Burkina Faso: Populations déplacées de Bango - L'aide humanitaire écorche le vivre-ensemble

Dans la nuit du 21 au 22 mai 2023, les populations du village de Bango, situé dans la commune de Thiou, à environ quinze kilomètres de Ouahigouya, ont été déplacées à Ouahigouya pour raisons de sécurité. Elles sont installées de part et d'autre dans les périphéries de la ville, dans les quartiers non lotis que sont Gourga, Gondologo et Goinré. Le statut de déplacé serait un motif qui menacerait l'entente et le vivre-ensemble entre ces personnes du même village. Le manque de communication entre le chef de Bango, Yacouba Ouédraogo, le vice-président du Comité villageois de développement (CVD), Ali Ganamé et l'ex-conseiller municipal, Souleymane Diallo seraient à l'origine. Comment cela est-il arrivé ? Explication.

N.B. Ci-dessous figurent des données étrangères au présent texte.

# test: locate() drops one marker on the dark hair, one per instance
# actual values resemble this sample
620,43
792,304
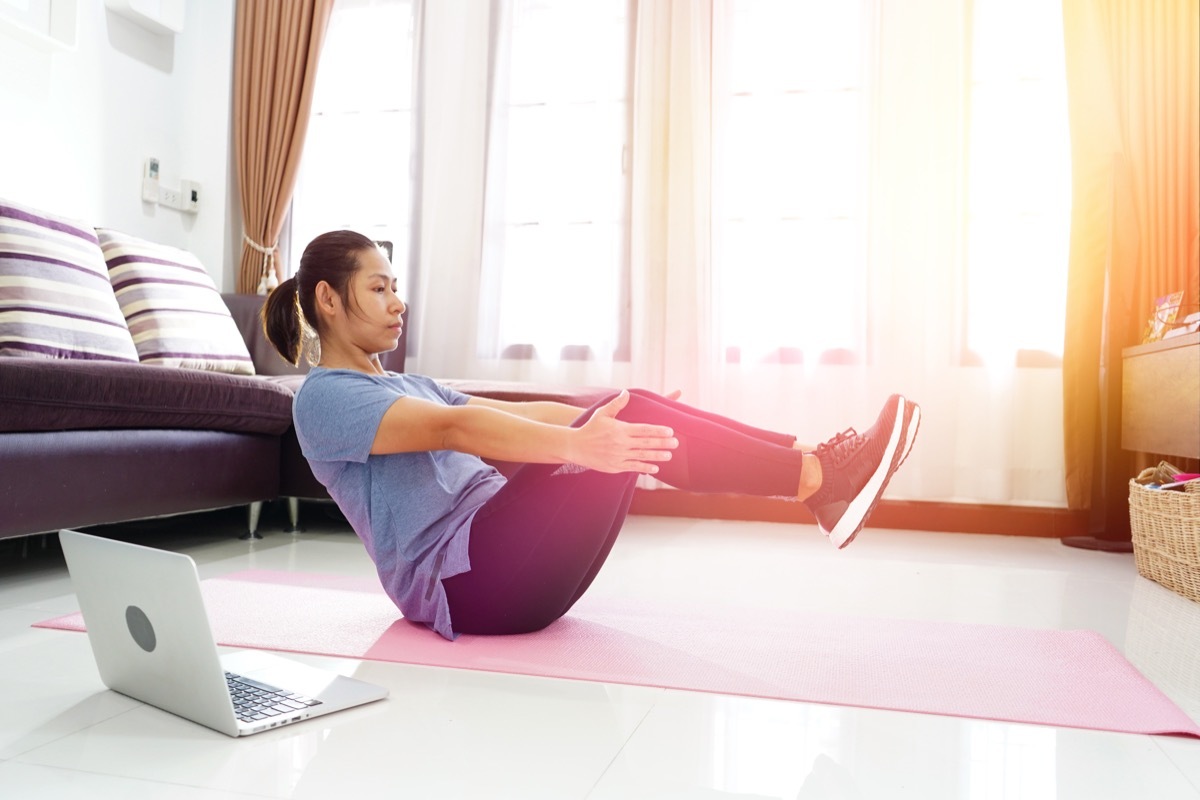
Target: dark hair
333,258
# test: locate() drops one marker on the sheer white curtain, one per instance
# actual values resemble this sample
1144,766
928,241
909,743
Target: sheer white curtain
886,290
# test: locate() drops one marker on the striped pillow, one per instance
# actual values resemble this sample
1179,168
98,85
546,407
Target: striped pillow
55,300
172,306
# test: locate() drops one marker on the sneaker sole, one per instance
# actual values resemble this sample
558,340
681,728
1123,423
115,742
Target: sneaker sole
855,516
911,427
911,434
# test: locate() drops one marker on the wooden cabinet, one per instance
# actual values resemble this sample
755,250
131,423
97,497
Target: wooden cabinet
1161,397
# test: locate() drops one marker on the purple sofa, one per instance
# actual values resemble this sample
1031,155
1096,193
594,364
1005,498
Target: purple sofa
126,391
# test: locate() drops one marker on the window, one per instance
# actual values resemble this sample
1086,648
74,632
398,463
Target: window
556,253
1018,184
355,170
790,169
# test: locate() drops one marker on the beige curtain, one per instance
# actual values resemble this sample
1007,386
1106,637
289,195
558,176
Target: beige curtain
277,44
1133,72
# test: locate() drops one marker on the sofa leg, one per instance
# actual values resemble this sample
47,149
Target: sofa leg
293,515
256,511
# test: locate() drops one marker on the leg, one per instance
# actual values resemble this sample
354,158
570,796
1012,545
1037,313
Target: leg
849,473
717,453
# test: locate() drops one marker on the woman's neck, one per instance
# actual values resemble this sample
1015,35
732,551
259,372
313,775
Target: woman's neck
358,360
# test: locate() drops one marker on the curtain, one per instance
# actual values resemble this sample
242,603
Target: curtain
276,48
1133,74
991,431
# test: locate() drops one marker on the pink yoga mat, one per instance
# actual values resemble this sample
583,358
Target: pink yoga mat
1072,679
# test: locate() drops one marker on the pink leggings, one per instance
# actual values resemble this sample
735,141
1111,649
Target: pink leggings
539,542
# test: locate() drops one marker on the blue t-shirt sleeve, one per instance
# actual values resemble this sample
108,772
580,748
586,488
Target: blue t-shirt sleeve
337,414
436,390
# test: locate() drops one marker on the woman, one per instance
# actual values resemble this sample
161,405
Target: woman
460,547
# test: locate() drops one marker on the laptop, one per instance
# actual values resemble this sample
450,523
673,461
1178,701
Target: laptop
151,639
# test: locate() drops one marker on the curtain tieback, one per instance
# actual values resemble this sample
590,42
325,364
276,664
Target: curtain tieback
269,280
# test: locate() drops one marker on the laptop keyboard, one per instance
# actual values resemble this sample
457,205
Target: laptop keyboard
253,701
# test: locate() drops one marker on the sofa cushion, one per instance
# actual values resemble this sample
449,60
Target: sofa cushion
172,306
55,299
36,395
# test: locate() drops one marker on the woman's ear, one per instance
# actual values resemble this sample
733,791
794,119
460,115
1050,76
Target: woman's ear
327,299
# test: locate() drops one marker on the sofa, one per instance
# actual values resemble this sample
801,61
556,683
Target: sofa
130,388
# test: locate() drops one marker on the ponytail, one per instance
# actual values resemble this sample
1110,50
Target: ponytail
282,322
289,314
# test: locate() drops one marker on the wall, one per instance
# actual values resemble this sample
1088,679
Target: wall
77,121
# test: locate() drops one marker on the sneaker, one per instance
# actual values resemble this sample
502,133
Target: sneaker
857,468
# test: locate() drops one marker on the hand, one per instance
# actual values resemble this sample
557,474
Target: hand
609,445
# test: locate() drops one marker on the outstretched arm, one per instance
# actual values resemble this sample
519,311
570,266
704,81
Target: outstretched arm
604,443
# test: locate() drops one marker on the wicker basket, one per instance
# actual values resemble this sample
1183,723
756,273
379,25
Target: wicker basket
1165,528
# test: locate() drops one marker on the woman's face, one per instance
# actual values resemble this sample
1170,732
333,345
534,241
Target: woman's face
373,319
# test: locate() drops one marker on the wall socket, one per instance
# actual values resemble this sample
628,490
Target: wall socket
169,197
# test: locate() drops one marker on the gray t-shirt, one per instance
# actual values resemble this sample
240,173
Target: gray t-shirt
413,510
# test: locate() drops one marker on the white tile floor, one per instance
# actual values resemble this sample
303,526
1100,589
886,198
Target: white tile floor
472,734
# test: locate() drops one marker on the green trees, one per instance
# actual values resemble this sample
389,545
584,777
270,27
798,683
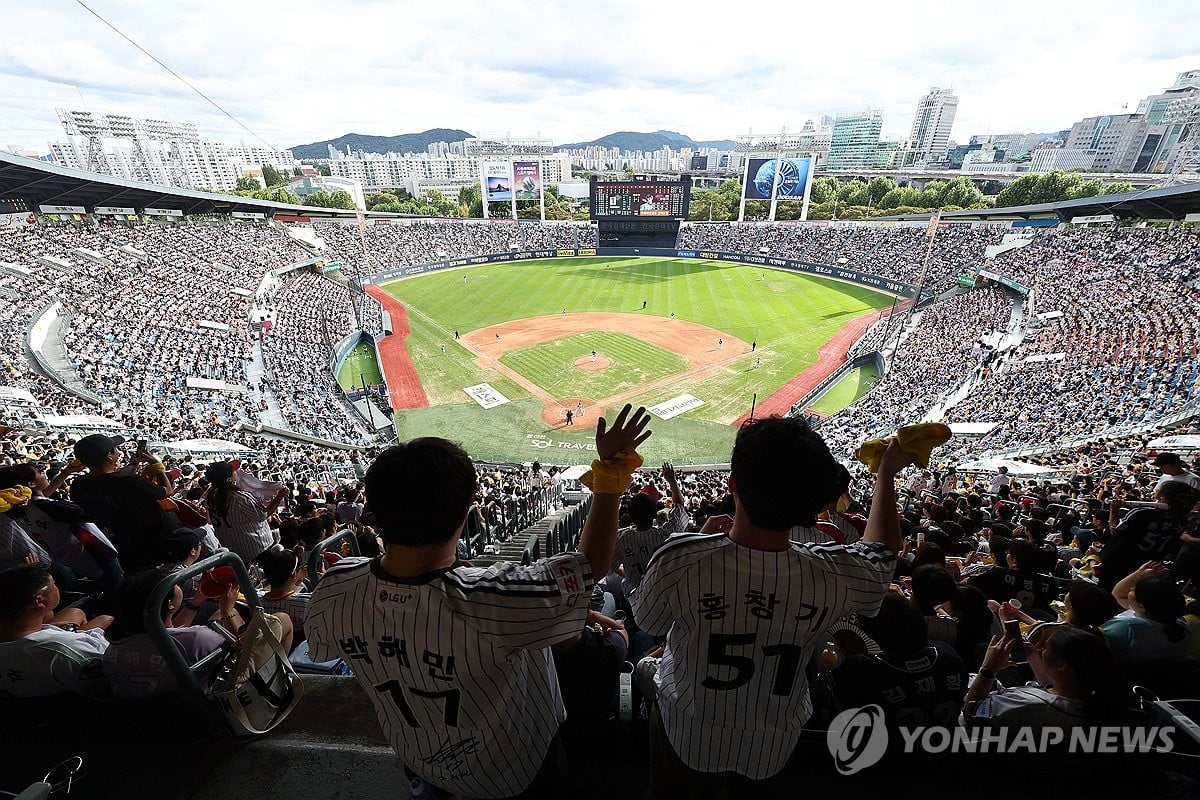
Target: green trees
1054,186
337,199
273,176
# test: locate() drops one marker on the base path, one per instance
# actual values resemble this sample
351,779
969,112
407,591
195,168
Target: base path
405,388
829,358
693,342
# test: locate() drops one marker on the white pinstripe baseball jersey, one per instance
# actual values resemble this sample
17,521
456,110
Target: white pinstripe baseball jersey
244,528
635,548
741,625
457,662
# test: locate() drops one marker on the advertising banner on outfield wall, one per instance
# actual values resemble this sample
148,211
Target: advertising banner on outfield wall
497,181
862,278
527,180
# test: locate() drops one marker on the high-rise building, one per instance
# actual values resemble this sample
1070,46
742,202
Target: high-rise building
1177,109
1116,138
157,151
930,138
856,140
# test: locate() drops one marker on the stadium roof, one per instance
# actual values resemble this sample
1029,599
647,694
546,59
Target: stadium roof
1165,203
45,184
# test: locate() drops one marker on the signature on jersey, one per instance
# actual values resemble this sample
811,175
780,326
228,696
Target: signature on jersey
449,757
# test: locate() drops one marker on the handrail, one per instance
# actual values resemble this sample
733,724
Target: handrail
532,551
325,546
151,617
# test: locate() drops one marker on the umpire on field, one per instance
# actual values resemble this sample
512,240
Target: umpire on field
744,611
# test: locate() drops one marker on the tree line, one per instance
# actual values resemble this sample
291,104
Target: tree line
856,199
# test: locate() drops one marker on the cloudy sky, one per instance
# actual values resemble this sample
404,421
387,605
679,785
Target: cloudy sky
301,71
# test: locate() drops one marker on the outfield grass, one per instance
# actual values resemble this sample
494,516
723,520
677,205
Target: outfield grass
849,389
631,362
361,361
787,314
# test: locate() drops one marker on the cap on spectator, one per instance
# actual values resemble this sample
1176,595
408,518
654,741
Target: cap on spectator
179,542
221,470
217,581
93,450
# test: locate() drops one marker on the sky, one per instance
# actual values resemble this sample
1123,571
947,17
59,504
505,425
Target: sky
304,71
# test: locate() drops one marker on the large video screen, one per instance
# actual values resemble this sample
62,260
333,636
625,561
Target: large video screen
651,199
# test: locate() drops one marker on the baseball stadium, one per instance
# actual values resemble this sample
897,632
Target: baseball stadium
586,488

Cela fait plus de 7 mois que le chef du village de Bango, Yacouba Ouédraogo, a trouvé refuge dans la concession de son cousin dans le quartier non loti de Goinré, au secteur 14 de Ouahigouya. Après s'être inscrit sur la liste des personnes déplacées internes de la commune de Thiou, il n'a plus eu des nouvelles de ses collaborateurs directs que sont le vice-président du Comité villageois de développement (CVD), Ali Ganamé et l'ex-conseiller, Souleymane Diallo. « Je me sens abandonné.

J'ai ouï dire que mes populations reçoivent des dons et que ce sont mes deux collaborateurs qui sont toujours au-devant des choses », confie-t-il. En effet, après son inscription, le chef dit avoir reçu du Conseil national de secours d'urgence et de réhabilitation (CONASUR), un don constitué de trois nattes, deux marmites, trois moustiquaires, trois couvertures et de plats. Ensuite, il aurait reçu une deuxième dotation composée de riz, de mil, d'huile et de savon.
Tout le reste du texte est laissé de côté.